Build systems (GCC, CMake) and runtime feature detection (Python, JVM) read cpuinfo to determine CPU capabilities. On x86_64, the implementation reads the TSC calibration frequency for MHz and generates a standard Linux cpuinfo block with vendor, model, flags, and bogomips. ARM64 gets a MIDR-style block with implementer, architecture, and part number.

/proc/uptime and /proc/loadavg

Simple system health files. Uptime reads from read_monotonic_clock() and formats as seconds since boot. Loadavg reports 0.00 for all three averages (accurate for our single-CPU workloads) with the current process count.

Three Bugs, One Test Suite

Phase 4 exposed three latent kernel bugs that an automated test suite would have caught immediately. So we built one.

Bug 1: Default poll() Returns EBADF

The default FileLike::poll() implementation returned Errno::EBADF. This meant poll() on any file that didn't override poll() — including the TTY (stdin), all /proc files, and tmpfs regular files — would fail with "bad file descriptor."

BusyBox's shell calls poll() on stdin during line editing. When poll() returned EBADF, the shell treated it as a fatal error and exited.

Fix: change the default to return PollStatus::POLLIN | PollStatus::POLLOUT, matching Linux behavior where regular files are always ready for I/O.
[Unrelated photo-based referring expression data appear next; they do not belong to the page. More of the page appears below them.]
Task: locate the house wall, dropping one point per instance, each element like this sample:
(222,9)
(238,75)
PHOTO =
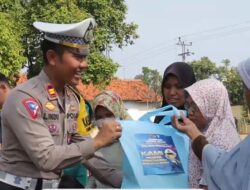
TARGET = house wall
(137,109)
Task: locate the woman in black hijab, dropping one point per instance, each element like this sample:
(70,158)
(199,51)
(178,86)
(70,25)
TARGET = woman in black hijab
(176,77)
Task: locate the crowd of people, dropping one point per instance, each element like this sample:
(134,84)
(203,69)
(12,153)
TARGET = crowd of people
(52,138)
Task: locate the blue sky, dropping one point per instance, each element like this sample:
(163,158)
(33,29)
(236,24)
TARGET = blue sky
(218,29)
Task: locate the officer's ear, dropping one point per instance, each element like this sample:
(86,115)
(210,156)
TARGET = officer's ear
(52,57)
(3,86)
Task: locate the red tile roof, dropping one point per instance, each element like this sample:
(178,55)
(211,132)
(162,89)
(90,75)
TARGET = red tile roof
(129,90)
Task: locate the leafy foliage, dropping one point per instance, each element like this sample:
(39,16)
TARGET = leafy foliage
(111,30)
(204,68)
(152,78)
(11,48)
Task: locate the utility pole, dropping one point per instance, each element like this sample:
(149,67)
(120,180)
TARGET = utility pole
(183,47)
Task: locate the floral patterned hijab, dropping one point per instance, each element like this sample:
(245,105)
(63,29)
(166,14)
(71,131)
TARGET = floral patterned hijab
(211,97)
(113,103)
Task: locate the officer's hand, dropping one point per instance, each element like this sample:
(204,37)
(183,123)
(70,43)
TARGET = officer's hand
(109,132)
(187,126)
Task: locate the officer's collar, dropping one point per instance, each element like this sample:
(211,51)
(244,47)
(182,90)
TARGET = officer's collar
(50,90)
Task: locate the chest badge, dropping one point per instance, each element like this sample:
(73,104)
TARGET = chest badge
(50,106)
(51,91)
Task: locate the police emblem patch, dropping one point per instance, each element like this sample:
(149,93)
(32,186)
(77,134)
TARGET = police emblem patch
(31,106)
(51,91)
(52,128)
(50,106)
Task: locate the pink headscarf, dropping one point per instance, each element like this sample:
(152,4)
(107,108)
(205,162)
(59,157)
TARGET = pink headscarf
(211,97)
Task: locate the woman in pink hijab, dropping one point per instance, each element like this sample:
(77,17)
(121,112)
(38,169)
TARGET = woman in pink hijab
(209,108)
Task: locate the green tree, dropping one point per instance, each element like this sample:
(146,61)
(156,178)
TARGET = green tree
(111,30)
(204,68)
(11,48)
(20,42)
(152,78)
(231,79)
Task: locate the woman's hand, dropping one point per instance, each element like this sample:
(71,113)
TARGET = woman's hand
(187,126)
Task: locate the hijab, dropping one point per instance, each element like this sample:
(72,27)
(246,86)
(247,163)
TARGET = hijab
(184,73)
(211,98)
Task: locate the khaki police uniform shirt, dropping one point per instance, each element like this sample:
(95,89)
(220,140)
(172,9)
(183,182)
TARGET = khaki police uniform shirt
(36,123)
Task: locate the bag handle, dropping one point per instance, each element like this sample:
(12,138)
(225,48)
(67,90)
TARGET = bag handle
(162,112)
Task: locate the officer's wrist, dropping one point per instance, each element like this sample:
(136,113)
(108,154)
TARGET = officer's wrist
(97,143)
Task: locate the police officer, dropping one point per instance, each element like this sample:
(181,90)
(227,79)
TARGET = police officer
(39,117)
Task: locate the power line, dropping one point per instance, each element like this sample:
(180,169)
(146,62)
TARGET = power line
(183,45)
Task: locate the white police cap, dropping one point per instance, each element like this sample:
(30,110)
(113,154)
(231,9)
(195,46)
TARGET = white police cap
(77,35)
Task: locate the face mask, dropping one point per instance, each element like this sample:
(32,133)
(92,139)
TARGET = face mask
(99,122)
Bug 2: SIGCHLD Interrupts Sleep Despite Ignore Disposition

When a child process exits, the parent gets SIGCHLD. Our send_signal() unconditionally set the pending bit and woke the process. But SIGCHLD's default disposition is "ignore" — it should NOT interrupt blocking syscalls.

The shell was sleeping in read() on stdin. SIGCHLD arrived (from cat exiting), sleep_signalable_until() saw pending signals, returned EINTR, and the shell exited with status 1.
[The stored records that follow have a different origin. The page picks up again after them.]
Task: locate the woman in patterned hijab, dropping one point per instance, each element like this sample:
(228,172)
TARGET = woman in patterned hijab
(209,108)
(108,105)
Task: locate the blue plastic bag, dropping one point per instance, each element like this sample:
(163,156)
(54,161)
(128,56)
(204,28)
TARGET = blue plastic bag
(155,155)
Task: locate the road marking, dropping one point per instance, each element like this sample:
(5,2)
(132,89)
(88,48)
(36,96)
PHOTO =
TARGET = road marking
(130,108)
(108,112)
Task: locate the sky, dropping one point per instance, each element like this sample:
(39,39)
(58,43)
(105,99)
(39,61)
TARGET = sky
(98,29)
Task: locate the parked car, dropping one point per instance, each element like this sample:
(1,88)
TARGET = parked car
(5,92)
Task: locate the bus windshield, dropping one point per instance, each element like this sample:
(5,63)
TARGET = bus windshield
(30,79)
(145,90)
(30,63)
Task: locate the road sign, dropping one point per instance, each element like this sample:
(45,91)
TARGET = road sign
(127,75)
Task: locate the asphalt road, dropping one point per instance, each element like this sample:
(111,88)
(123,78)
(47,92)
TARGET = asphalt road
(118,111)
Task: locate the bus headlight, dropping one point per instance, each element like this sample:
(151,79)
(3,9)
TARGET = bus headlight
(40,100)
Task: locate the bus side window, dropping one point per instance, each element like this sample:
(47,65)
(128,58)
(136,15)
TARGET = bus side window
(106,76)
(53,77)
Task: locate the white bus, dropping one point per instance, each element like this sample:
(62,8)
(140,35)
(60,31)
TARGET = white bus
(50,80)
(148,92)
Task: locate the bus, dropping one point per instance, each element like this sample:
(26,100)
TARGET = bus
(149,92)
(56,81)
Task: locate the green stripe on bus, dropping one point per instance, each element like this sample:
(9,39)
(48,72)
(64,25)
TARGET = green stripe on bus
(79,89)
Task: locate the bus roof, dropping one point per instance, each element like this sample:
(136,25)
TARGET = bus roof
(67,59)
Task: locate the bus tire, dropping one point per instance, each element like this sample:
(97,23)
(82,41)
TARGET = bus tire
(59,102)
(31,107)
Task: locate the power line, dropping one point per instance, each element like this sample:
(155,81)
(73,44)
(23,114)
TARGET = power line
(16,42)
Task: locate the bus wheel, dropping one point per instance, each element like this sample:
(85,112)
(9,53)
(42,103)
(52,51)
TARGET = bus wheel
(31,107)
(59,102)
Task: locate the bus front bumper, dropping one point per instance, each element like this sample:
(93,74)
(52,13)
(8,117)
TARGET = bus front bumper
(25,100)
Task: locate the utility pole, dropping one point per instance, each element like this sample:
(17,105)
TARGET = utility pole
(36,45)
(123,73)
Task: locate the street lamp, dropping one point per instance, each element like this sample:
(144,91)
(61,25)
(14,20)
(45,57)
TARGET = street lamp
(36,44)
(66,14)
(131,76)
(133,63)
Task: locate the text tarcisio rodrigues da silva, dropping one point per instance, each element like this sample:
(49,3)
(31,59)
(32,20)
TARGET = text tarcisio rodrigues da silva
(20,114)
Fix: send_signal() now checks the signal's current action. Signals with SigAction::Ignore disposition are silently dropped — they're never queued and never wake the process. Signals with explicit handlers or terminate/stop/continue dispositions are delivered normally.
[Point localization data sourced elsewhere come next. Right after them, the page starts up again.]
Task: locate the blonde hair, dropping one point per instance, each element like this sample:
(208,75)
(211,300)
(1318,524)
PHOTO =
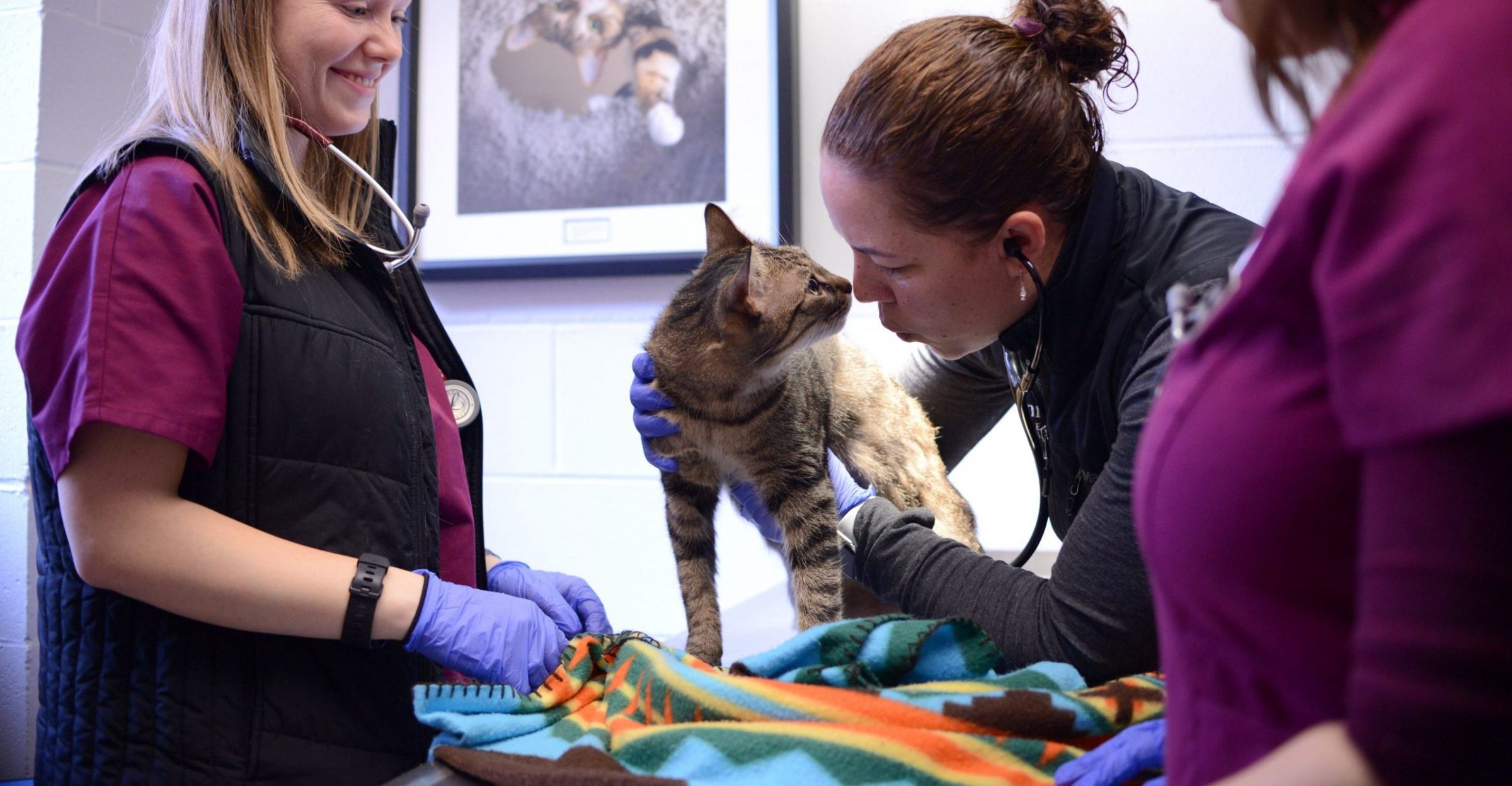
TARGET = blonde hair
(210,69)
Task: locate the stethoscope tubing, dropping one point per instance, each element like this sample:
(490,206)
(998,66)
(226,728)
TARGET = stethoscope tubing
(391,259)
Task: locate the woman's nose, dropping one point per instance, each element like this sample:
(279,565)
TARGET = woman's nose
(867,285)
(386,44)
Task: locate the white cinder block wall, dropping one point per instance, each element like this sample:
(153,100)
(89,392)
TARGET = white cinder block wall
(568,486)
(566,482)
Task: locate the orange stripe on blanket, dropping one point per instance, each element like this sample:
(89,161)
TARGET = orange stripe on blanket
(942,755)
(845,705)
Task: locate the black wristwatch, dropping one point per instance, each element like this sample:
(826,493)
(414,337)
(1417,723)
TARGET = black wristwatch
(357,631)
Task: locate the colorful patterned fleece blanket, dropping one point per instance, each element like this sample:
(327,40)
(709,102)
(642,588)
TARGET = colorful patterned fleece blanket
(879,700)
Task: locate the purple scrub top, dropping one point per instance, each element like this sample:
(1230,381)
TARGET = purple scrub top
(134,318)
(1298,503)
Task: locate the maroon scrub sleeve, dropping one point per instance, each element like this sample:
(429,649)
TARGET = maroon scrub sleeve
(1411,273)
(1429,679)
(134,315)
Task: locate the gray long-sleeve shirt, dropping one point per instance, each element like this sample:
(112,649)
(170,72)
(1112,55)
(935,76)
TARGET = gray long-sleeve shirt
(1106,345)
(1095,611)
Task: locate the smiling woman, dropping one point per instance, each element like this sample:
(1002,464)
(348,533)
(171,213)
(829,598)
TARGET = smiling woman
(247,467)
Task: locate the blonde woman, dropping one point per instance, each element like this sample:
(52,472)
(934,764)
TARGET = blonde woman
(248,477)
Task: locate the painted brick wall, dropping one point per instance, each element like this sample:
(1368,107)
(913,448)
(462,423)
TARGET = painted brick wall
(566,482)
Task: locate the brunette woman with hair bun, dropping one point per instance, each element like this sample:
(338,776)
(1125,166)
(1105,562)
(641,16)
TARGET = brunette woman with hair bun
(961,162)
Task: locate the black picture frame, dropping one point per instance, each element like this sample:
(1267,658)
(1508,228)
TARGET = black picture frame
(410,132)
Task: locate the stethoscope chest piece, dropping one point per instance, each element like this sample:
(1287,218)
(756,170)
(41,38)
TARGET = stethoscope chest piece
(465,402)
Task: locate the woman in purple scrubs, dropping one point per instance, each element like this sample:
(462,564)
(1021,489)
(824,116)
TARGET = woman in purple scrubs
(259,522)
(1322,492)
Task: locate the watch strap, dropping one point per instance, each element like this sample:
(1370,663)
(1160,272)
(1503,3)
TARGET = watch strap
(362,602)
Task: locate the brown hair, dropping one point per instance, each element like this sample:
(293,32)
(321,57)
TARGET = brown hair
(1289,37)
(209,70)
(971,118)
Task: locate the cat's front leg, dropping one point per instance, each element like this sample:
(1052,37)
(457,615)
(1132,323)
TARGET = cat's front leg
(805,510)
(692,495)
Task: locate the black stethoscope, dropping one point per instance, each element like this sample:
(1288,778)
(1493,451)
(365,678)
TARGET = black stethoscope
(1024,399)
(462,397)
(391,259)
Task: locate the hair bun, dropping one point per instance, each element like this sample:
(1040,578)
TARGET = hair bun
(1082,37)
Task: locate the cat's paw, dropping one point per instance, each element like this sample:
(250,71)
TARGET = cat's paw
(664,126)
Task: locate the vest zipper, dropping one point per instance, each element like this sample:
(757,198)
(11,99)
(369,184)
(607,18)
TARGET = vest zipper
(422,535)
(1079,486)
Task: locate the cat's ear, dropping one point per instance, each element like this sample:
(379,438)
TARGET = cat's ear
(590,66)
(520,35)
(722,233)
(740,295)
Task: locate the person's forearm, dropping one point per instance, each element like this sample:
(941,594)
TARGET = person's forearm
(1320,756)
(193,561)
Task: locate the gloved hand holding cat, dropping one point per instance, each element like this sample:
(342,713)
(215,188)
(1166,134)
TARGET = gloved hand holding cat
(747,501)
(746,384)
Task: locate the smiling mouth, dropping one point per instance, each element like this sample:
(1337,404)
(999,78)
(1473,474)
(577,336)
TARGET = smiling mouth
(357,79)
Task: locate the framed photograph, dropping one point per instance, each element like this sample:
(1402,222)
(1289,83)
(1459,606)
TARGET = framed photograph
(586,137)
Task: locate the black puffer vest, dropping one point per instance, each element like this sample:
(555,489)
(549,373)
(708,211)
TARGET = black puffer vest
(327,443)
(1108,293)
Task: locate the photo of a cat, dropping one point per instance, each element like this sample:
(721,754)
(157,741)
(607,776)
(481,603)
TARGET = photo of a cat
(590,103)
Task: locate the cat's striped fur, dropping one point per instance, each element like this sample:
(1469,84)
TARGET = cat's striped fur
(749,350)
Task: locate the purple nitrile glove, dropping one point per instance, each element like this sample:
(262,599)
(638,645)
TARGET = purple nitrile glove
(847,495)
(489,637)
(1128,753)
(649,401)
(566,599)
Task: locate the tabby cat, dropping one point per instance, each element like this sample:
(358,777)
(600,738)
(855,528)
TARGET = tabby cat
(588,29)
(749,350)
Bug 3: sys_read Held fd Table Lock Across FileLike::read()

A performance optimization in sys_read held the opened file table's spinlock for the entire duration of the read, avoiding a 20ns Arc clone/drop. But this created a deadlock: reading /proc/self/status calls ProcPidStatus::read() which locks the same fd table to count open file descriptors (FDSize field).

Same issue in sys_getdents64 — reading /proc/self/fd/ tried to enumerate the fd table while the directory fd's lock was still held.

Fix: both sys_read and sys_getdents64 now clone the Arc and release the fd table lock before calling into the file's read method. The 20ns overhead is negligible compared to correctness.

Mount Point Confusion (inode 0)

ProcPidDir returned inode number 0 from stat(). The mount table is keyed by inode number, and if any mount point also had inode 0, the VFS would incorrectly redirect /proc/1/ to that filesystem. Fix: ProcPidDir and ProcPidFdDir now return unique inode numbers (0x70000000 + pid).

The Test Suite

These bugs motivated a dedicated syscall correctness test suite (tests/test.c). It's a static musl binary that runs 24 tests covering:

  • Poll correctness (5 tests): stdin, /dev/null, pipes, tmpfs, procfs
  • Procfs content (8 tests): status, maps, fd/, cpuinfo, uptime, etc.
  • Basic syscalls (11 tests): fork/wait, mmap, dup2, signals, etc.

make test builds the test binary, boots it as PID 1 in QEMU, and checks for any FAIL lines. The test suite would have caught all three bugs above on first run.

What's Next

Phase 5 implements the VirtIO block device driver — the hardware foundation for reading and writing disk sectors. This gives Kevlar access to persistent storage for the first time, paving the way for ext2 filesystem support in Phase 6.